22.6.09

Cónego da Sé critica "mentiras" sobre a pobreza

Raul Caires, in Diário de Notícias da Madeira

Manuel Martins conhece mães que enganam a fome dos filhos dando-lhes chá


O cónego Manuel Martins teceu ontem duras críticas à forma como o Governo Regional, nomeadamente através da Segurança Social, vem lidando com a pobreza. Mas foi o 'chumbo' dado pelo PSD/Madeira na Assembleia Legislativa à proposta do Bloco de Esquerda, que propôs a criação de cantinas sociais para ajudar a combater 'pobreza envergonhada', que orientou a denúncia feita pelo sacerdote durante a homilia proferida na Sé Catedral.

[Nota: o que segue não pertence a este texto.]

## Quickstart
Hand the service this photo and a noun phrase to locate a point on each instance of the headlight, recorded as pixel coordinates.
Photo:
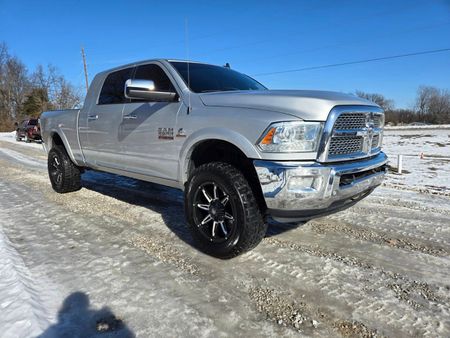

"Ouvi notícias esta semana (passada) que o parlamento regional recusou medidas de combate à pobreza, afirmando haver organismos onde podem dirigir-se os pobres", começou por recordar para depois perguntar aos que defendem "tal posição": "Conhecendo como conheço a falsidade de tantas medidas anunciadas de combate à pobreza e situações de miséria e de fome de tantas famílias (...), onde estão esses organismos de ajuda para que eu possa indicá-los aos muitos pobres que diariamente na igreja pedem ajuda". Segundo o sacerdote, existem casos sociais que precisam de ajuda por causa do "desemprego, alcoolismo, droga" e de "famílias jovens que não podem pagar o crédito à habitação" ou o "pão para os filhos". Há também "famílias que têm idosos acamados e doentes, casais que esperam e desesperam meses à espera de uma reunião com os agentes da Segurança Social para pedir ajuda - e são sempre adiadas ou quase sempre", acrescentou. A classe médica também não escapou ao olhar crítico do cónego da Sé, já que este denunciou casos de "reformados que continuam a não receber qualquer ajuda para os medicamentos porque na receita vem a cruzinha da não autorização da troca por genéricos".

O Cónego da Sé continuou, afirmando que "há hoje situações dramáticas de injustiças sociais gritantes que causam tanta indignação que muitas vezes levam-nos à revolta". E esta, explicou, nasce naturalmente "da compaixão do sofrimento dos pobres e do cinismo dos insensíveis".

Para Manuel Martins, face a este cenário é preciso "uma grande dose de bom-senso e de caridade para não nos tornarmos amargos perante tantos anúncios de ajuda aos necessitados que não passam de mentiras descaradas".

"Conheço pessoalmente situações de pobreza extrema e de fome", afirmou, apontando casos de "mães que para enganar a fome dos filhos recorreram a fazer chá porque já não têm pão". Voltando-se para o interior da instituição que representa, o cónego deixou o seguinte aviso: "E se a Igreja abdicar dessa tarefa da defesa dos pobres por a considerar incómoda, menor ou alheia à sua missão evangelizadora, não está a cumprir com a sua missão".